In the area in which I live, many people do not want a level playing field. Christianity, as practiced by many in East Texas, is different from (what we have come to call) real Christianity. For many people here, they see themselves as chosen by God. They will go to heaven while the rest of us will be left behind. Because of this, this type of Christian does not believe it is necessary to treat the "others" fairly. That fairness standard applies to others like them, who are chosen.

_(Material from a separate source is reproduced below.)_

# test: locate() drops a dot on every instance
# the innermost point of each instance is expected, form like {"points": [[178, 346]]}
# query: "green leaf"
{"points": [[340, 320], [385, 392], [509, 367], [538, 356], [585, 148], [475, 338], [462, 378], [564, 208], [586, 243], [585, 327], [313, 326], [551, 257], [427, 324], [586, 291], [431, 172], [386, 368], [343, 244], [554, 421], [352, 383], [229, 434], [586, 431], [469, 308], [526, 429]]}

Because of this (and other cultural factors), there are areas in East Texas where, at the county level, precincts are shifted based on "local factors." For instance, in one county, after 2008, the precinct was dissolved in a traditionally Black area. Instead of voting in the community center of that little town, the voters were required to drive to a nearby settlement that is predominantly white. They were required to vote in the Baptist church of the white community.
Outsiders (such as me) have traditionally voted at the courthouse (because there might be less of a chance that my ballet is lost). For as long as I have voted in this county, there have been Black poll workers at the court house. For the 2012 Presidential Election, it was stipulated that, if you voted on election day, you had to vote in your precinct--they cut our ability to vote at the courthouse. (I voted early.)
Demographic are changing, but the old guard will only engage in even more tawdry tactics when they see the potential of losing control.
Sam Davis via Texas Tribune on Facebook
It's old white people like we've said all along. Quoting a poll by PPP is just plain ignorant or in Matthew Coward's case, normal.
Sam Davis via Texas Tribune on Facebook
And more than a few are regular posters on Texas Tribune
Sam Davis via Texas Tribune on Facebook
Don't confuse Matthew Coward with the facts; he thinks gays are evil and global warming is false.
Matthew Cowan via Texas Tribune on Facebook
Poor Sam Davis, is all upset because he can not understand the significance of the poll. Oh well poor Sam is a low information type person! LOL Have a good 4th!
Debra Uetz via Texas Tribune on Facebook
If Republicans age, what do Democrats do, live forever?
Heather-Rose Ryan via Texas Tribune on Facebook
"39% of Texans have a favorable opinion of Davis to 29% with a negative one after her week in the spotlight. Her net favorability is up 14 points from -4 at 15/19 in January. By a 45/40 margin voters say they support her filibuster last week, and by a narrow 44/43 margin they don't think Perry should call another special session. Voters oppose Senate Bill 5 by an 8 point margin, 28/20, although the 52% with no opinion is a reality check on how closely most people follow state politics."
Matthew Cowan via Texas Tribune on Facebook
And yet Perry, if as hated as you portray him to be, still had a 14 point commanding lead over Wendy Davis. That is a devastating lead in Texas. After this session her visibility will fade as will her support.
FYI 62% favor SB5. That is a reality check that shows why Wendy Davis is 14 points down!.